Ópio! Terrível agente de inimagináveis delícias e penas!
Thomas De Quincey
Tudo vem à vida numa simples linha. Ela volteia nas revoluções do fuso cósmico de Platão,[1] feito de adamante, ou é gerada na bile da aranha solar do Brahma Upanishad, sua teia contendo todas as coisas. Esta linha inicial é tanto o princípio quanto o fim da costura, pois é ela que Penélope, com seu ponteiro de prata, puxa à noite para desatar o tecido que coseu ao longo do dia, desafiando os pretendentes que aguardam o fim do tear para descobrir quem a desposará. Assim retém a viuvez na esperança do marido Odisseu, vítima de mil contratempos, regressar à casa.
Seria possível entender o enredo deste poema não como a história do herói que salva a passiva esposa, mas como o agir divino da tecelã que cria, nos laços de seu infindo tear, a aventura vivida pelo marido? Também na Ilíada Homero aplica similar tropo ao escrever que Helena, do marmóreo frescor de seu aposento, cose as cenas da batalha que desponta na planície de Tróia.

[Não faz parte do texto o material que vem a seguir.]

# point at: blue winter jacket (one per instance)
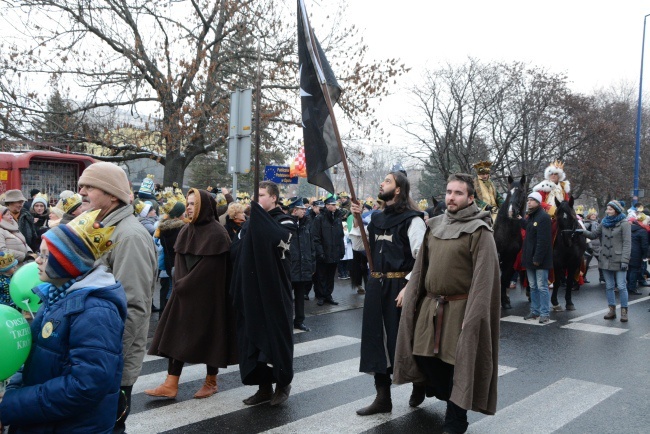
(71, 381)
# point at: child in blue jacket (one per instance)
(71, 381)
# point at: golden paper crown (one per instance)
(558, 164)
(483, 166)
(70, 202)
(93, 234)
(6, 259)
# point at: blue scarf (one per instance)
(610, 222)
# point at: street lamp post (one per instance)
(637, 156)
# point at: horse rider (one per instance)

Incontáveis culturas entendem a tecelagem como ofício de sagrada criação. Costuma-se chamar as traves superior e inferior do tear de barras do céu e da terra — entre ambas, em fibras de plantas e de bichos, a tecelã entrelaça a existência. Seus gestos contínuos e o lento acúmulo de nós induz-lhe um ânimo divino, pois seguro e sereno. Depois contempla a invejável harmonia de sua criação, onde todos os pontos amarram-se numa estrutura. É típico da tapeçaria oriental o apreço por uma matemática mística que ordena tudo o que há — no século VI o monarca Cosroes I encomendou o cultuado tapete de Baharestan, que eterniza um jardim de perfeita primavera com pedras preciosas e fios de ouro e prata. O impecável fulgor de seus padrões é como o próprio paraíso estendido aos pés do devoto, um efémero templo do eterno que salva-nos do acaso e entropia mundanos. Esta plenitude interdita à matéria é como uma janela divina ao mundo, onde a deusa abre a sua esquadria perolada para permitir-nos contemplar a lógica construtiva do além.

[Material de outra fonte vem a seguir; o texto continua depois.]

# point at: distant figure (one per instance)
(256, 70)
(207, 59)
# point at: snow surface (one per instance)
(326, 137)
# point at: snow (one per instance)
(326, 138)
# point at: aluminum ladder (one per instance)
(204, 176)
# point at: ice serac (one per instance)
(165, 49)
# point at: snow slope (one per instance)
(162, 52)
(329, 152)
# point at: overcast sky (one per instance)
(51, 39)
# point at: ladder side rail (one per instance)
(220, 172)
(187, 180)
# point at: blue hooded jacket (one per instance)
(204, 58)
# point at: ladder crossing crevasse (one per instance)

Os tapetes de Carlos Noronha Feio ensaiam imagens de outro tipo de paraíso, um cujo portal é guardado pela planta da papoila: sua seiva analgésica é a base do ópio, droga que outorga a conflituosa transição entre os pólos metafísicos. O seu celestial êxtase contém “as chaves do paraíso”, escreve o notório opiómano Thomas De Quincey, extraindo “da fantástica matéria cerebral cidades e templos que ultrapassam as artes dos Fídias e dos Praxíteles”[2].

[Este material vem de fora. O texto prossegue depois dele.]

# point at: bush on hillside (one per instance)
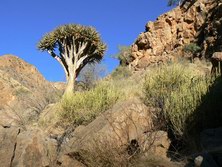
(121, 73)
(83, 107)
(177, 91)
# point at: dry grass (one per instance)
(176, 90)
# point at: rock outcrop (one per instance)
(127, 127)
(197, 22)
(24, 148)
(24, 91)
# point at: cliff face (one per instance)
(197, 22)
(24, 92)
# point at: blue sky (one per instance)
(24, 22)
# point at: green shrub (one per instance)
(176, 90)
(121, 72)
(83, 107)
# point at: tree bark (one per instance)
(70, 85)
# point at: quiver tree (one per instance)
(73, 46)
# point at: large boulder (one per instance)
(126, 127)
(26, 148)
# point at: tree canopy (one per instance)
(73, 46)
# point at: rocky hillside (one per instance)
(197, 22)
(24, 91)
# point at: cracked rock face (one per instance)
(19, 148)
(193, 22)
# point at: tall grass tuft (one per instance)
(176, 90)
(83, 107)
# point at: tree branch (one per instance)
(61, 60)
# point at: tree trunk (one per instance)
(70, 85)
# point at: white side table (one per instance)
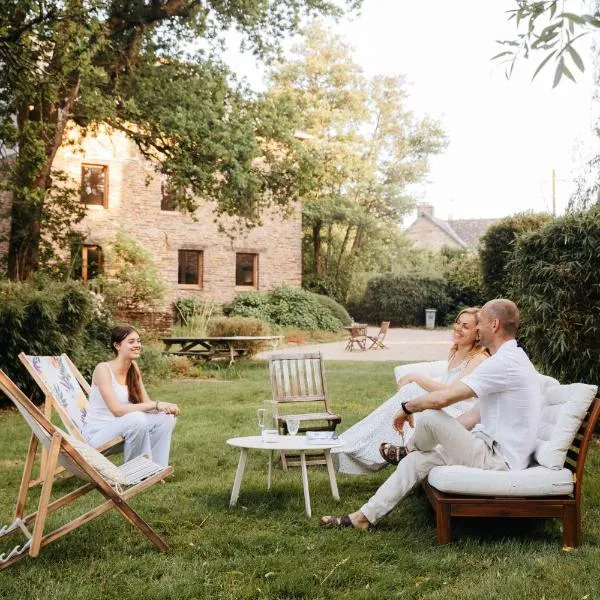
(297, 443)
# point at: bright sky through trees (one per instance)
(506, 136)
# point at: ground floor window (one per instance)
(88, 262)
(246, 270)
(190, 267)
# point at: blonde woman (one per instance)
(120, 405)
(370, 444)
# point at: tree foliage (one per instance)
(363, 149)
(553, 28)
(496, 249)
(130, 64)
(555, 282)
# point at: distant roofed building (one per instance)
(430, 233)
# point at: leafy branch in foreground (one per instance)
(551, 32)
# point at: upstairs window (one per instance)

Embora seus tapetes sejam de Arraiolos e portanto utilizem técnicas de influência islâmica, sua aptidão pictórica é sobretudo ocidental. Seus elementos possuem uma solidez naturalista típica do realismo europeu — seu sombreado volume pretere a típica planura da arte muçulmana e, ao invés de adequarem-se à geometria geral, são antes os agentes que articulam o espaço da obra. Também abdicam das revolutas vitais presentes nos tapetes insulares e escandinavos originadas nas joias dos povos nómades advindos da Ásia, menos geométricas que as islâmicas mas em sua maneira sensíveis à essência da tecelagem, cujo entrelaço parece solicitar este tipo de filosofia do vínculo. Mais próximo das tapeçarias europeias que impuseram a lógica da pintura ao tapete, Noronha Feio adota portanto outra perspectiva metafísica: não o vislumbre superior do deus que nos permite contemplar os sagrados arquétipos do universo, mas a observação inferior do mortal que, enraizado à carne do mundo, examina a auspiciosa anatomia deste sublime vegetal – cujo efeito, não à toa, é mais um despertar racional que afetado torpor. Ao invés de embriagar, De Quincey escreve que o ópio introduz nas faculdades mentais “a ordem, a lei e a harmonia no mais alto grau”[3], mas não uma harmonia transcendente imposta pelo compasso sagrado e sim sentida pelo indivíduo no perfeito equilíbrio de suas faculdades mentais — um paraíso todo ele imanente sensação.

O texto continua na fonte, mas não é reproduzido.